There is a school of thought that the actual time of celebration may have been a lot more fluid, and have occured at the nearest full-moon. Anecdotal evidence suggests that more lambs are born at full moon. This has been proven true for cows.
The full-moon in February is referred to as the Storm or Snow-Moon. Statistically there is a higher chance of snow in this month than any other.
Change Is In the Air
For those living in a closer harmony with nature there are signs all around that change is in the air. The days are now getting noticeably longer with the Sun rising a good half an hour earlier and setting a good hour later than it did on the Solstice in December. There is also a tangible warmth to be felt when the Sun is shining on your back. Other signs start to appear, hazel catkins, snowdrops, bluebell shoots. Elder buds start bursting, primroses & lesser celandine appear alongside frogspawn. Bird song increases and gets more urgent as they welcome in the spring.
All around us things are beginning to germinate and stir. A sense of urgency is starting to buzz in the air. We are an intrinsic part of all of this and it is time to germinate and stir things within ourselves also. Imbolc is a festival of ‘hearth & home’ and it is time to put our own lives in order.

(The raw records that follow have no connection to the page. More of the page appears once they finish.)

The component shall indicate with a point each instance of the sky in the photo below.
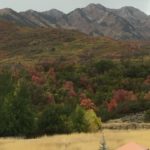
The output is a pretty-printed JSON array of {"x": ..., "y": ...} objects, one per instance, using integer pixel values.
[{"x": 69, "y": 5}]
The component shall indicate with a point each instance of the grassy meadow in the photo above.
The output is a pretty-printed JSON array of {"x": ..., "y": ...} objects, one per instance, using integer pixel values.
[{"x": 81, "y": 141}]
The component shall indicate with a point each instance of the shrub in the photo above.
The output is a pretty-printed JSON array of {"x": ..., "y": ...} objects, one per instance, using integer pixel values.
[
  {"x": 94, "y": 123},
  {"x": 79, "y": 122},
  {"x": 147, "y": 116},
  {"x": 55, "y": 119}
]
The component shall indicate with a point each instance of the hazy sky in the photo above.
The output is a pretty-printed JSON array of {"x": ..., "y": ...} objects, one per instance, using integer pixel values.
[{"x": 69, "y": 5}]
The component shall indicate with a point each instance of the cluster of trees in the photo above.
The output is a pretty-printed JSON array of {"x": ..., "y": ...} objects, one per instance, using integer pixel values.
[{"x": 51, "y": 98}]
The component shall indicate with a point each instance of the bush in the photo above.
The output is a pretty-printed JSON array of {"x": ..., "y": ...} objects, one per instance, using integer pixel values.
[
  {"x": 16, "y": 116},
  {"x": 94, "y": 123},
  {"x": 147, "y": 116},
  {"x": 55, "y": 119},
  {"x": 80, "y": 124}
]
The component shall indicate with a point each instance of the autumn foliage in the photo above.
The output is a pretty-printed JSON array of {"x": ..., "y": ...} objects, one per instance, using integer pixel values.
[{"x": 120, "y": 96}]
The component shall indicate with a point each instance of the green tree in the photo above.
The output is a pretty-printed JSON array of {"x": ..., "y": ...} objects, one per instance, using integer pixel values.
[
  {"x": 55, "y": 119},
  {"x": 80, "y": 124},
  {"x": 17, "y": 116},
  {"x": 94, "y": 123}
]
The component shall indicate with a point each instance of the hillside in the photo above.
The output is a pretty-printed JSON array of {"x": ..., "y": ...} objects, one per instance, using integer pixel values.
[
  {"x": 29, "y": 45},
  {"x": 96, "y": 20}
]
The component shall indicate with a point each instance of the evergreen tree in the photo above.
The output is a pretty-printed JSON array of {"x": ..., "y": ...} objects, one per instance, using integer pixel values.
[{"x": 103, "y": 145}]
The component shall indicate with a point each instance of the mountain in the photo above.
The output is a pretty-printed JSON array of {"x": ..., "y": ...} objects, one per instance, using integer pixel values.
[{"x": 94, "y": 19}]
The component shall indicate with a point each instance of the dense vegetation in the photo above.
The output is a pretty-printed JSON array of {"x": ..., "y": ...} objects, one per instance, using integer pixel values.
[
  {"x": 58, "y": 81},
  {"x": 50, "y": 98}
]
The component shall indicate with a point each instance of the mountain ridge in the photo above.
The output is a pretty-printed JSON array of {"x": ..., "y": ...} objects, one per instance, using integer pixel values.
[{"x": 95, "y": 19}]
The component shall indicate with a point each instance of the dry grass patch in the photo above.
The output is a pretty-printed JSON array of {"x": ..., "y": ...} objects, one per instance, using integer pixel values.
[{"x": 78, "y": 141}]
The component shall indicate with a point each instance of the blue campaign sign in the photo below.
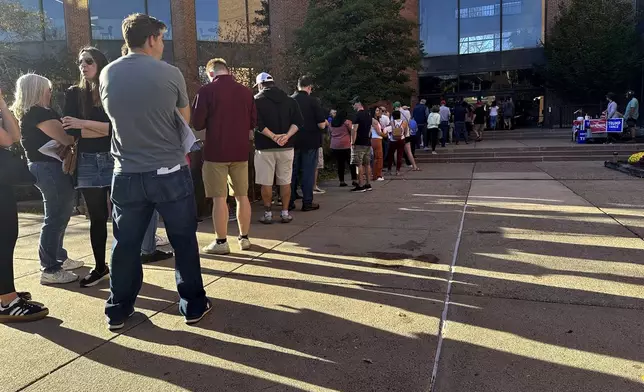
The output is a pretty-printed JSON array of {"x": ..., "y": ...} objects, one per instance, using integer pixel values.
[{"x": 615, "y": 125}]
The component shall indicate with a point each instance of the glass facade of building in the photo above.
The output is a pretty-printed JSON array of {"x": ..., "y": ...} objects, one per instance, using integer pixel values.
[
  {"x": 449, "y": 27},
  {"x": 53, "y": 28},
  {"x": 106, "y": 16}
]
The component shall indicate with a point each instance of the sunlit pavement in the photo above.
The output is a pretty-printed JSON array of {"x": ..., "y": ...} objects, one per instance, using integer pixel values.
[{"x": 542, "y": 266}]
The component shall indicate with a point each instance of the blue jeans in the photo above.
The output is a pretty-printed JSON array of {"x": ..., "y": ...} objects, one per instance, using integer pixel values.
[
  {"x": 445, "y": 128},
  {"x": 57, "y": 189},
  {"x": 149, "y": 241},
  {"x": 460, "y": 132},
  {"x": 135, "y": 196},
  {"x": 307, "y": 162}
]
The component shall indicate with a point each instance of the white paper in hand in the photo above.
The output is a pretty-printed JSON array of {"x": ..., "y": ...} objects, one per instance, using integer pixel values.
[
  {"x": 51, "y": 149},
  {"x": 188, "y": 138}
]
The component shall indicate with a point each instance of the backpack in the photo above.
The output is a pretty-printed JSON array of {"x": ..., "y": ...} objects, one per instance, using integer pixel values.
[{"x": 397, "y": 132}]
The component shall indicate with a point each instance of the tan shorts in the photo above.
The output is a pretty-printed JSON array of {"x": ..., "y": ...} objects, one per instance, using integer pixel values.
[
  {"x": 220, "y": 177},
  {"x": 274, "y": 163},
  {"x": 361, "y": 155}
]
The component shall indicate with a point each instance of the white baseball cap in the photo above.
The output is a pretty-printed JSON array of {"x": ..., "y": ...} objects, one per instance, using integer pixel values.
[{"x": 262, "y": 78}]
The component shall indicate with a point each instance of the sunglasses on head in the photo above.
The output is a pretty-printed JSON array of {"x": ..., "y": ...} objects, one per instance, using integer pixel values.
[{"x": 88, "y": 61}]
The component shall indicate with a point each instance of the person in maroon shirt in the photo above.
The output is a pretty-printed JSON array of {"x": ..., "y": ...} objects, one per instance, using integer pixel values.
[{"x": 226, "y": 110}]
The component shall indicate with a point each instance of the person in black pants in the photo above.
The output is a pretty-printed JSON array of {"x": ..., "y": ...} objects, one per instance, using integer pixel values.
[
  {"x": 86, "y": 120},
  {"x": 341, "y": 146},
  {"x": 13, "y": 306}
]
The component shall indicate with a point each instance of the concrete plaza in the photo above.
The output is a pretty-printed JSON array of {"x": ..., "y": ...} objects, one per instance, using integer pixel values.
[{"x": 541, "y": 265}]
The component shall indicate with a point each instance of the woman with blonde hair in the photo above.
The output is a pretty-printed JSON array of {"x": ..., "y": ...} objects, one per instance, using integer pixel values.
[
  {"x": 86, "y": 120},
  {"x": 40, "y": 125},
  {"x": 13, "y": 306}
]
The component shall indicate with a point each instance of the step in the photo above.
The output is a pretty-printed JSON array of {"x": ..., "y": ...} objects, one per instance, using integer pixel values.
[{"x": 439, "y": 159}]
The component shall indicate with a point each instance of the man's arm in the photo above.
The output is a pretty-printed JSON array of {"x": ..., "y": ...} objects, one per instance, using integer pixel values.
[{"x": 200, "y": 110}]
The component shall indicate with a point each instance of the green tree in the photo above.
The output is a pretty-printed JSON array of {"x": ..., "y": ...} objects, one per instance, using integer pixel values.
[
  {"x": 356, "y": 47},
  {"x": 593, "y": 49}
]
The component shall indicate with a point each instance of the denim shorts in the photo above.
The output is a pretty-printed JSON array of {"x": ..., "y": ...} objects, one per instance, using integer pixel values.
[{"x": 94, "y": 170}]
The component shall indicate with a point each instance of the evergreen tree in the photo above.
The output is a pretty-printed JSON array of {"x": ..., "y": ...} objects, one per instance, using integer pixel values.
[
  {"x": 356, "y": 47},
  {"x": 593, "y": 49}
]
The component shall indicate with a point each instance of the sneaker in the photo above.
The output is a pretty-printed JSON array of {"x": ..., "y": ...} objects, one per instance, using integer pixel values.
[
  {"x": 195, "y": 320},
  {"x": 310, "y": 207},
  {"x": 58, "y": 277},
  {"x": 161, "y": 241},
  {"x": 116, "y": 326},
  {"x": 70, "y": 265},
  {"x": 217, "y": 249},
  {"x": 244, "y": 243},
  {"x": 20, "y": 310},
  {"x": 267, "y": 218},
  {"x": 158, "y": 255},
  {"x": 95, "y": 277}
]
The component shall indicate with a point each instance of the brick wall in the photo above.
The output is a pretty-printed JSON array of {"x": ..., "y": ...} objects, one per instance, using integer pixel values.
[
  {"x": 184, "y": 41},
  {"x": 77, "y": 24}
]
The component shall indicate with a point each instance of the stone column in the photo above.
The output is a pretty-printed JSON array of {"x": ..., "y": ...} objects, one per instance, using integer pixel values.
[
  {"x": 184, "y": 41},
  {"x": 77, "y": 25}
]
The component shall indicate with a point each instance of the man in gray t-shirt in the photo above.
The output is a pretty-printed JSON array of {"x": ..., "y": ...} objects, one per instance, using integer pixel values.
[{"x": 143, "y": 97}]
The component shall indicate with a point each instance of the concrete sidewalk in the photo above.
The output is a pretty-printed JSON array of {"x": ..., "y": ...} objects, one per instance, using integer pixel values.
[{"x": 541, "y": 266}]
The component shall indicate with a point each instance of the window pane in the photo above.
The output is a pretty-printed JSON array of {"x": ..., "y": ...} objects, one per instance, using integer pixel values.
[
  {"x": 107, "y": 15},
  {"x": 160, "y": 9},
  {"x": 439, "y": 26},
  {"x": 522, "y": 24},
  {"x": 25, "y": 26},
  {"x": 222, "y": 20},
  {"x": 54, "y": 20},
  {"x": 207, "y": 19},
  {"x": 480, "y": 26}
]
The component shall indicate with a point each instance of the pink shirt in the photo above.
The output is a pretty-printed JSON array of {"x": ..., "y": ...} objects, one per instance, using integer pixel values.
[{"x": 341, "y": 136}]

Imbolc Folk-Lore Customs and Traditions
- Fire & Purification were always an important part of this festival – the lighting of fires has always been a symbolic and sympathetic magic to encourage the increasing power of the Sun. After Imbolc the rate of change in the length of daylight increases dramatically.

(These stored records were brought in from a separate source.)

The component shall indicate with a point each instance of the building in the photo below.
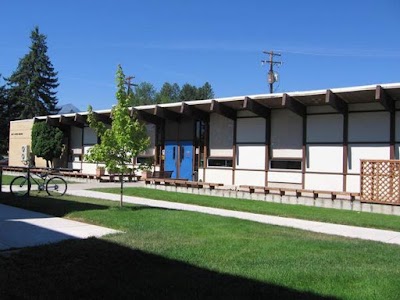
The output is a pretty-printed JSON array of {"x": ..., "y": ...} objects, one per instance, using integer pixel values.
[{"x": 311, "y": 139}]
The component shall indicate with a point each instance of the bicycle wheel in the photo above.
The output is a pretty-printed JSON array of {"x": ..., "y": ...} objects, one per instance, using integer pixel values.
[
  {"x": 20, "y": 186},
  {"x": 56, "y": 186}
]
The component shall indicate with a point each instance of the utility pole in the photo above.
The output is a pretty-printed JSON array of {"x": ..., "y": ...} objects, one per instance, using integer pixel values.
[
  {"x": 129, "y": 83},
  {"x": 271, "y": 75}
]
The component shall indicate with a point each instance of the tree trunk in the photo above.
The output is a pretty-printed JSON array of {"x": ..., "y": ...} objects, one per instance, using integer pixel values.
[{"x": 121, "y": 178}]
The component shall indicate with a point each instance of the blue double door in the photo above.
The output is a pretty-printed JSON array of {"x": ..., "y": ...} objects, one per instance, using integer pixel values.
[{"x": 179, "y": 159}]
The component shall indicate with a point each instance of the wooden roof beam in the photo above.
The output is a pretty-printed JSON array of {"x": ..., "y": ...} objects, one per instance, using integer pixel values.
[
  {"x": 256, "y": 108},
  {"x": 223, "y": 110},
  {"x": 384, "y": 99},
  {"x": 69, "y": 121},
  {"x": 294, "y": 105},
  {"x": 164, "y": 113},
  {"x": 145, "y": 117},
  {"x": 193, "y": 112},
  {"x": 336, "y": 102}
]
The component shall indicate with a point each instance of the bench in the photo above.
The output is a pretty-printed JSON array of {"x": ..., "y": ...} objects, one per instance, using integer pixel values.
[
  {"x": 300, "y": 192},
  {"x": 182, "y": 183},
  {"x": 161, "y": 174}
]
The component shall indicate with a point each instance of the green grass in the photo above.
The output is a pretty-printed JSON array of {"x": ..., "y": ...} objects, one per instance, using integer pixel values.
[
  {"x": 176, "y": 254},
  {"x": 6, "y": 179},
  {"x": 284, "y": 210}
]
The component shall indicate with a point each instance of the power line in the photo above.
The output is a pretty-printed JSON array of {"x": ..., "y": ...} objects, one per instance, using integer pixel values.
[{"x": 272, "y": 76}]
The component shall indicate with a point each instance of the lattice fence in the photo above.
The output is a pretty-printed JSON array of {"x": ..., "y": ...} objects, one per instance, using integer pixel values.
[{"x": 380, "y": 181}]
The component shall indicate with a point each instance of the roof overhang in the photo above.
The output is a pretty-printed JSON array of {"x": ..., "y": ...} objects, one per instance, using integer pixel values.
[{"x": 261, "y": 105}]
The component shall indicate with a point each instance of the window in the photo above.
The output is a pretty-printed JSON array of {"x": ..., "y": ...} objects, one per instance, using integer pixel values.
[
  {"x": 220, "y": 162},
  {"x": 286, "y": 164}
]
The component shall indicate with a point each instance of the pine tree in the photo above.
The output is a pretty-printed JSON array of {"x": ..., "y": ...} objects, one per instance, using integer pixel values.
[
  {"x": 4, "y": 120},
  {"x": 32, "y": 86}
]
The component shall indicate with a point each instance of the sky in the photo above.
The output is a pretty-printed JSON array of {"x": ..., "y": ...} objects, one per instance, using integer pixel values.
[{"x": 323, "y": 44}]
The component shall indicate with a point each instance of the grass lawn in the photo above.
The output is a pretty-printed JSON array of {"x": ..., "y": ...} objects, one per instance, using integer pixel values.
[
  {"x": 175, "y": 254},
  {"x": 6, "y": 179},
  {"x": 284, "y": 210}
]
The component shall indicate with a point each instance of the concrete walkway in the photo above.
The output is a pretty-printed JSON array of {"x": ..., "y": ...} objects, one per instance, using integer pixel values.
[
  {"x": 22, "y": 228},
  {"x": 384, "y": 236}
]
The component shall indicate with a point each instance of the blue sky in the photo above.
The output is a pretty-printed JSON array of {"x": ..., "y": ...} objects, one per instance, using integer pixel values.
[{"x": 324, "y": 44}]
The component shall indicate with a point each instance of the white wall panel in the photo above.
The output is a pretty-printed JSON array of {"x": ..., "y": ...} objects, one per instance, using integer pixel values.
[
  {"x": 250, "y": 178},
  {"x": 219, "y": 176},
  {"x": 250, "y": 130},
  {"x": 357, "y": 152},
  {"x": 325, "y": 128},
  {"x": 397, "y": 151},
  {"x": 76, "y": 137},
  {"x": 324, "y": 158},
  {"x": 89, "y": 136},
  {"x": 353, "y": 183},
  {"x": 327, "y": 182},
  {"x": 221, "y": 136},
  {"x": 369, "y": 127},
  {"x": 250, "y": 157},
  {"x": 286, "y": 134},
  {"x": 89, "y": 168},
  {"x": 320, "y": 109},
  {"x": 200, "y": 173},
  {"x": 285, "y": 177},
  {"x": 397, "y": 130}
]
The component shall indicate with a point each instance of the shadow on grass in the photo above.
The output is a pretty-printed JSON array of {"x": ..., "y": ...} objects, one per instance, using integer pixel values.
[
  {"x": 58, "y": 207},
  {"x": 62, "y": 206},
  {"x": 95, "y": 268}
]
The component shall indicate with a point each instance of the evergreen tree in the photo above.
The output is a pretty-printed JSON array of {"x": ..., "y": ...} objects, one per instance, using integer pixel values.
[
  {"x": 144, "y": 94},
  {"x": 205, "y": 92},
  {"x": 32, "y": 86},
  {"x": 168, "y": 93},
  {"x": 188, "y": 92},
  {"x": 47, "y": 141},
  {"x": 4, "y": 120}
]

- Weather Divination – Imbolc is the time for weather divination with the old tradition of watching to see if badgers or serpents came out of from their winter dens being a forerunner of the North American Groundhog Day. According to the Carmina Gadelica, an early proverb about the day goes : –
Thig an nathair as an toll
(The serpent will come from the hole)
la donn Bride
(on the brown day of Bride)
Ged robh tri traighean dh’an
(though there should be three feet of snow)
Air leachd an lair
(On the surface of the ground.)
- The Cailleach (the hag) gathers firewood for the rest of the winter on this day. Legend has it that if she wishes to make the winter last a good while longer, she will make sure the weather on Imbolc is bright and sunny, so she can gather plenty of firewood. If the weather on the day of Imbolc is foul, it means the Cailleach is asleep and winter is almost over.
- Clootie Wells. Visited at Imbolc, visitors to holy wells would pray for health while walking ‘sunwise’ around the well. They would then leave offerings; typically coins or clooties (strips of cloth or rags as protection offerings). Taking water from the well home was common practice. Then used in blessings for the home, family members, livestock and fields.
Imbolc Crafts
Brigid’s Cross. The most widely practiced custom associated with Imbolc. These are weavings of straw or rush that can be as simple as a few strands or amazingly elaborate. Most folks are familiar with the three or four-armed variety but there is a great number of different regional patterns.
Once the cross is completed, speak a request to Brigid for blessing and protection of the home and family members. Previous years crosses would be moved to the rafters or attic. And the new crosses hung in their place near the entryways to the dwelling.
Crosses woven by children should be hung on the wall over their beds. If you happen to have a barn or out-building you should hang one there as well. Historical belief was that they were effective in protecting the household and its inhabitants from fire and lightening.